Japan’s history of gift giving
To begin with why this initiative began and why it continues to be so successful in Japan, we first have to look at the nation’s culture of gift giving. If gift giving were a sport, there’s no doubt Japan would be the Olympic gold medalists year after year – the art of gift giving in Japan is deeply rooted in everyday culture. Beyond the typical events like Christmas, birthdays and anniversaries, gift giving in Japan extends to obligatory gift giving.
More about the gesture than the actual gift itself, events like trips away often require Japanese workers to bring back souvenirs called ‘omiyage’ as a thank you to their co-workers for handling their absence. Even during Valentine’s Day Japanese people often give ‘appreciation’ gifts not just to their romantic partners, but also many give ‘tomo choco’ aka ‘friend’s chocolate’ to their buddies and the very unromantic ‘giri choco’ known as ‘obligation chocolate’ to their boss. With so many occasions for gift giving, it only makes sense that local governments would try it themselves to incentive tax donations.

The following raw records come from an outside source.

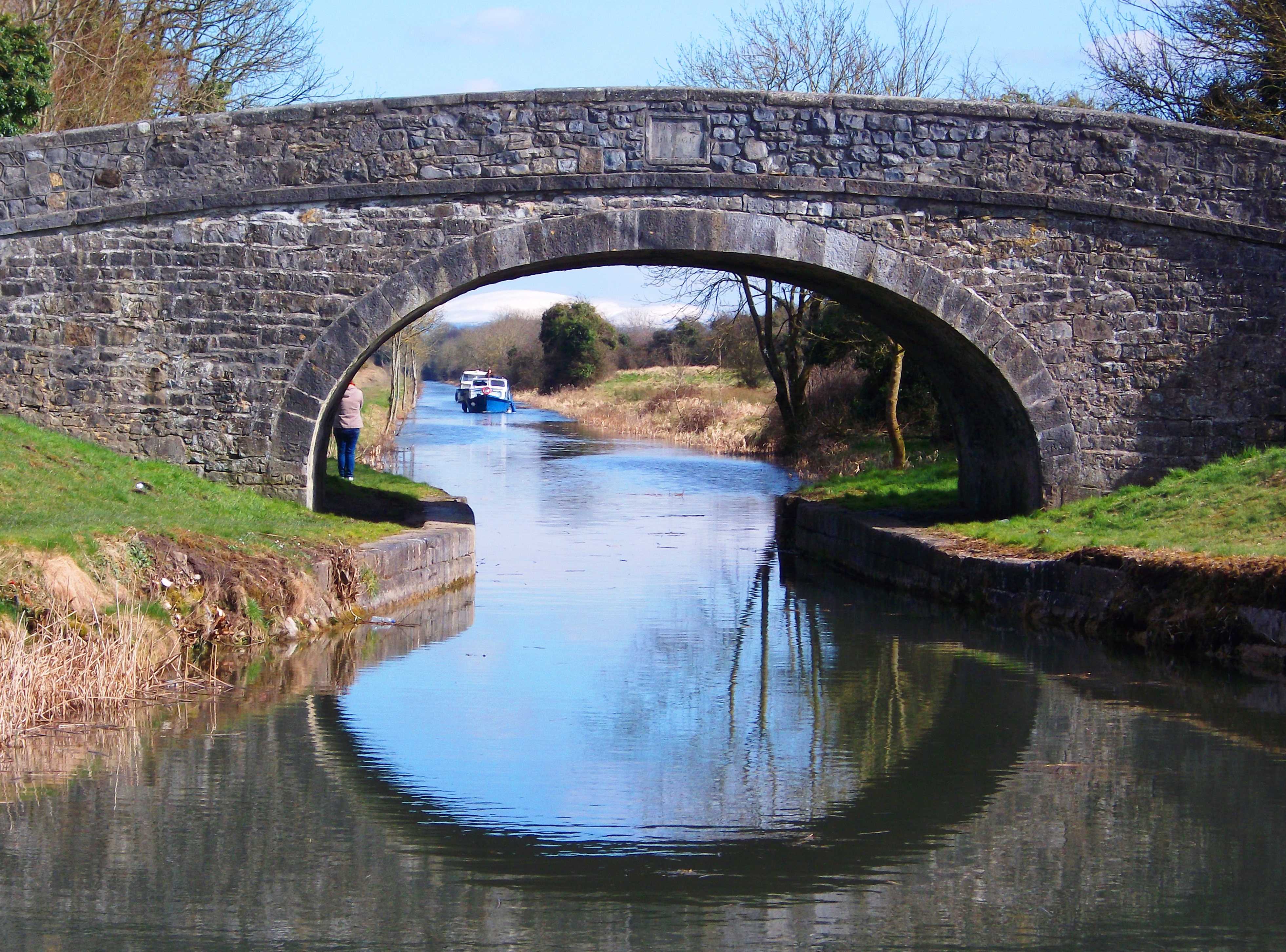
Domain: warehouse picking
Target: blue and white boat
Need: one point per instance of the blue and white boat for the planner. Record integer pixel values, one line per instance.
(488, 396)
(462, 392)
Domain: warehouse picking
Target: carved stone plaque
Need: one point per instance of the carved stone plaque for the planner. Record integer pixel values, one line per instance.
(677, 141)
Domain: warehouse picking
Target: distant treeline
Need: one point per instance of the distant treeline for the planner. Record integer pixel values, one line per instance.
(573, 345)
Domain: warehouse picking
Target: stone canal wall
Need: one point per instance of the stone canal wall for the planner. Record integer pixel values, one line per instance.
(416, 564)
(1230, 610)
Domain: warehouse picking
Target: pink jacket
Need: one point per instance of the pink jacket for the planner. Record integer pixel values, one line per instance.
(350, 410)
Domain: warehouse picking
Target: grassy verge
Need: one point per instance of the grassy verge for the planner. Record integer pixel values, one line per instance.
(700, 407)
(61, 495)
(928, 484)
(1234, 507)
(376, 496)
(124, 579)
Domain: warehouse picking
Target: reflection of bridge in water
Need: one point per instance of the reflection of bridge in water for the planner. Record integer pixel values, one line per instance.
(1078, 826)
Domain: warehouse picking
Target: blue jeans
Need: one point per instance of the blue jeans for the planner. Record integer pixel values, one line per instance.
(346, 442)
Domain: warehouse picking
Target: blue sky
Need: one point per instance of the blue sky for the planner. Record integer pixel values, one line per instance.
(390, 48)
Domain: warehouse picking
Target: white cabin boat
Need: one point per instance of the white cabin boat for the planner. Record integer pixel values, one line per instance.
(462, 390)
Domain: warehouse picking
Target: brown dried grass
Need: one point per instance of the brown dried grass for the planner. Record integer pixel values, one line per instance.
(56, 667)
(70, 653)
(731, 426)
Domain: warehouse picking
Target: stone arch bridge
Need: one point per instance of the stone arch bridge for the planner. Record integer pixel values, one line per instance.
(1096, 296)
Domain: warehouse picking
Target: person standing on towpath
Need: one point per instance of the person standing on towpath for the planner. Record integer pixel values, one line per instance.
(348, 429)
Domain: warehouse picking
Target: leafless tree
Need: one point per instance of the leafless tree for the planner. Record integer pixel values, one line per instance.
(124, 60)
(818, 47)
(1215, 62)
(812, 47)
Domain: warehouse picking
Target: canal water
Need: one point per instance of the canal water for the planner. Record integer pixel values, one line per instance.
(643, 727)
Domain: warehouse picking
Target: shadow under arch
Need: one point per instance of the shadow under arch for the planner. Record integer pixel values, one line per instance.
(1015, 438)
(979, 736)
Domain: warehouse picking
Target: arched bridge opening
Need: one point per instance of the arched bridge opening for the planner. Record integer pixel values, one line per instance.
(1096, 296)
(1015, 440)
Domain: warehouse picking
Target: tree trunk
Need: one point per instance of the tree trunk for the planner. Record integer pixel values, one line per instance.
(896, 443)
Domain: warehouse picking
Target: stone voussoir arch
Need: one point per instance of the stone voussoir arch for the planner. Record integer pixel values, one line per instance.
(1018, 447)
(1096, 296)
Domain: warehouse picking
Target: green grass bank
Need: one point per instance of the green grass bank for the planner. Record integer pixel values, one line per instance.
(1233, 507)
(125, 579)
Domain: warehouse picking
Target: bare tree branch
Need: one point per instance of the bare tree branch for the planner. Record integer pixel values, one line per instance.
(124, 60)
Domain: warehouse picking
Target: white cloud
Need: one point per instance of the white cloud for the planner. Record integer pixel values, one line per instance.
(493, 26)
(480, 307)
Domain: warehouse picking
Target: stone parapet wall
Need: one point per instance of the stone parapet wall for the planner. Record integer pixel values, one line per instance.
(609, 139)
(1096, 296)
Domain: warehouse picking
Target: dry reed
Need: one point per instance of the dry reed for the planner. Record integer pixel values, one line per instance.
(61, 670)
(730, 426)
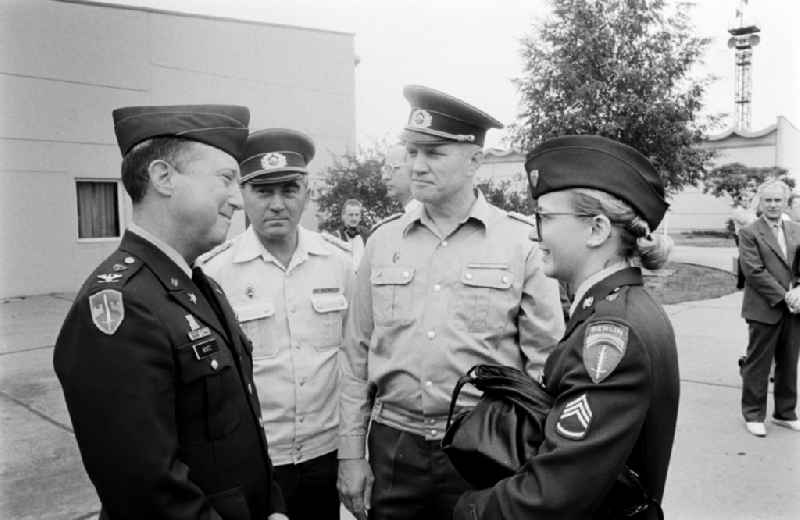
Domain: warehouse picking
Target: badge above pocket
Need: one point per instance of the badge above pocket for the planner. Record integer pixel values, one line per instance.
(328, 301)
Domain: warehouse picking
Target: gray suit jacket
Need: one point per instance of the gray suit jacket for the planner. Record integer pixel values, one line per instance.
(768, 274)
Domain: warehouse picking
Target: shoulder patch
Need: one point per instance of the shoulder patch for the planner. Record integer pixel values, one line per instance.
(208, 255)
(522, 218)
(338, 242)
(107, 310)
(385, 221)
(604, 345)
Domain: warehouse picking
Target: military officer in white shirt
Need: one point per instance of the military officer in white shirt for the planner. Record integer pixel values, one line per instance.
(289, 287)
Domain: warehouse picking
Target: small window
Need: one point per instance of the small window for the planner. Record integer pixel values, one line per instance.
(98, 209)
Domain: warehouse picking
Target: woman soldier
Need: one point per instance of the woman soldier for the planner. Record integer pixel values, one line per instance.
(614, 375)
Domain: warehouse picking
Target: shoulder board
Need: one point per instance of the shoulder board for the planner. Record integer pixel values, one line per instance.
(208, 255)
(385, 221)
(341, 244)
(522, 218)
(114, 272)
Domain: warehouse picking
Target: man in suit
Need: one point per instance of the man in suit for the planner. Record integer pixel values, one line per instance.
(767, 250)
(156, 373)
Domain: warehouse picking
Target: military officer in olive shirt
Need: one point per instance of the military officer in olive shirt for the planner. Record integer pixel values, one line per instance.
(289, 287)
(454, 283)
(157, 375)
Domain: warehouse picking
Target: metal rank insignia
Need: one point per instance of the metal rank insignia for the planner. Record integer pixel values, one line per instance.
(109, 277)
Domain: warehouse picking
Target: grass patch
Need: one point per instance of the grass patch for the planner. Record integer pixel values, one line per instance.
(678, 282)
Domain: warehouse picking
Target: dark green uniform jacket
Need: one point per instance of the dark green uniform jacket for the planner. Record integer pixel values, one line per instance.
(160, 394)
(614, 378)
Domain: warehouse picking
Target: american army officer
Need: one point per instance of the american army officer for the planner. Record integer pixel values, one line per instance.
(450, 284)
(156, 373)
(614, 375)
(289, 287)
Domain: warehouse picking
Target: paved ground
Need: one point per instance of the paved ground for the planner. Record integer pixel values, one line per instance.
(718, 470)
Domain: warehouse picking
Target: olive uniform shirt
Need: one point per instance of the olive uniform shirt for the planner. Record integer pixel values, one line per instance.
(426, 308)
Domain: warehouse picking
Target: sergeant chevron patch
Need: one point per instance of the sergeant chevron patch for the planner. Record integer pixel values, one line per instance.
(575, 419)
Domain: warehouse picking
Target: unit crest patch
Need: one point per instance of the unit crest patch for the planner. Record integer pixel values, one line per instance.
(575, 419)
(107, 310)
(604, 346)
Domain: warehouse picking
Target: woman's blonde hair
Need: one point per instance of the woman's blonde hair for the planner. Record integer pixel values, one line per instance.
(636, 240)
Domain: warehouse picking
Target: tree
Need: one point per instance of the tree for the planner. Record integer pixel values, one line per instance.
(617, 68)
(507, 194)
(354, 176)
(739, 182)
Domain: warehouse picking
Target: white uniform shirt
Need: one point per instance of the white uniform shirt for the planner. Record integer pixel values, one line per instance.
(294, 316)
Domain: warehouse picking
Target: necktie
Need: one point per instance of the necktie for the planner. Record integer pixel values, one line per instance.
(777, 229)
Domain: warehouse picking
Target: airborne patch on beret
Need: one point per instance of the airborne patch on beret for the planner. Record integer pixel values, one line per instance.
(604, 346)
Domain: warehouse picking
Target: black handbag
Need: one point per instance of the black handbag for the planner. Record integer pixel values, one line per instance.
(496, 438)
(493, 440)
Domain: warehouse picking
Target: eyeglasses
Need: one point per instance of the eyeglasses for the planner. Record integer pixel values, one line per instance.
(537, 215)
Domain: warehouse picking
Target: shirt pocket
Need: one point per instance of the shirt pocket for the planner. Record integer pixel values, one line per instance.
(257, 320)
(210, 394)
(326, 326)
(484, 293)
(392, 301)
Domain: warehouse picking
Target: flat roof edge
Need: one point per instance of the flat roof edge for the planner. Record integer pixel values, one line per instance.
(154, 10)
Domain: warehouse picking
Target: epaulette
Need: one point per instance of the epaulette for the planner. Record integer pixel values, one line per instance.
(341, 244)
(114, 272)
(208, 255)
(522, 218)
(385, 221)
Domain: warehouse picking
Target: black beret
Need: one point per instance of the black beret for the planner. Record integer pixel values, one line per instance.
(220, 126)
(276, 155)
(592, 161)
(438, 117)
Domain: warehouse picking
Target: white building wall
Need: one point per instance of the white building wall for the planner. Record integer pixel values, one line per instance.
(64, 66)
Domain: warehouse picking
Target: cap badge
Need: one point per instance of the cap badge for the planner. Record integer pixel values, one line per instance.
(421, 118)
(273, 160)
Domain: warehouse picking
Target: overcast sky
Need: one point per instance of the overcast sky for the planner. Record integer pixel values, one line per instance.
(470, 48)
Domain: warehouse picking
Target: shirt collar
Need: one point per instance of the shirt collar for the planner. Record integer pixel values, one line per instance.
(480, 211)
(587, 284)
(162, 246)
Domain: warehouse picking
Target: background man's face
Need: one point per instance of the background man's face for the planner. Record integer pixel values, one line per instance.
(275, 209)
(351, 216)
(772, 202)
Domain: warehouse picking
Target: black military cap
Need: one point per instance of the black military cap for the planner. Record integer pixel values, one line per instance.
(438, 117)
(220, 126)
(592, 161)
(276, 155)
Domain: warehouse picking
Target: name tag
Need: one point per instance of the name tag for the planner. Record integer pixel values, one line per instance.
(205, 349)
(200, 333)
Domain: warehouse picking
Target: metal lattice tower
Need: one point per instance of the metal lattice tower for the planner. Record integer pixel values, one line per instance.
(743, 39)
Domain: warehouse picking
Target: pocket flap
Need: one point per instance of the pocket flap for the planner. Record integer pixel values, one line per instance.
(254, 311)
(329, 302)
(487, 277)
(392, 275)
(203, 358)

So what it is Furusato Nozei?
Translating to ‘hometown tax’ in its most basic un-tax lingo form, Furusato Nozei was established in 2008 and is a promotion-like scheme where Japanese tax payers are given the choice to pay taxes to a prefecture outside of the one they currently live in. In exchange for their tax donations, payers are sent gifts from the area – from food to holiday experiences, Furusato Nozei gifts cover a whole spectrum of items.
How the system works
The system is actually incredibly straightforward, and there’s a clearly written English site that can take you through the entire process seamlessly. First go online to en.furumaru.jp, and submit the amount you earned that year – this will calculate how much tax you will need to pay. You can then explore the different prefectures and their offerings – each gift is given a tax equivalent, for example for a 70,000 yen ($700 USD) donation you can receive a Shimano bicycle courtesy of Ibaraki prefecture, or if you donate 10,000 yen to Saga they’ll post you 11 kgs (25lbs) of local mandarins. The donation that you make is then deducted from your income tax and local tax (except for a small 2,000 yen ($20 USD)) fee. Too easy.
Why Japan introduced the scheme
In a country like Japan, which is home to an incredibly dense working population in mega cities like Tokyo, the distribution of wealth throughout the rest of the nation was getting a little imbalanced. In 2008 the system was motivated by the idea that it would to help redistribute tax revenue to other less well funded areas of the country, while also piquing interest in tourism outside the cities.
Taxpayers can also specifically choose to give their tax payments to towns, municipalities, and even specific local projects. From rebuilding day care centres to supporting young rural workers, the ability to have a say in where your money is going is one of the best ways to mobilise tax payers and educate them about the rest of the country.
Has it worked?
So far it’s been a pretty big success, as the opportunity to receive a gift has encouraged a lot of taxpayers to actually do their taxes. According to Japan Today, the total sum of donations made up around a reported 280 billion yen ($2.5 billion USD) in 2016. In the small town of Kamishihoro enough donations were received that the area was able to build a free day care center, which has increased the town’s population. After the 2011 tsunami in Tohoku, direct donations also allowed the area to rebuild quickly.
Tax time in Japan is upon us now, so there’s no better time to get started – happy tax-mas!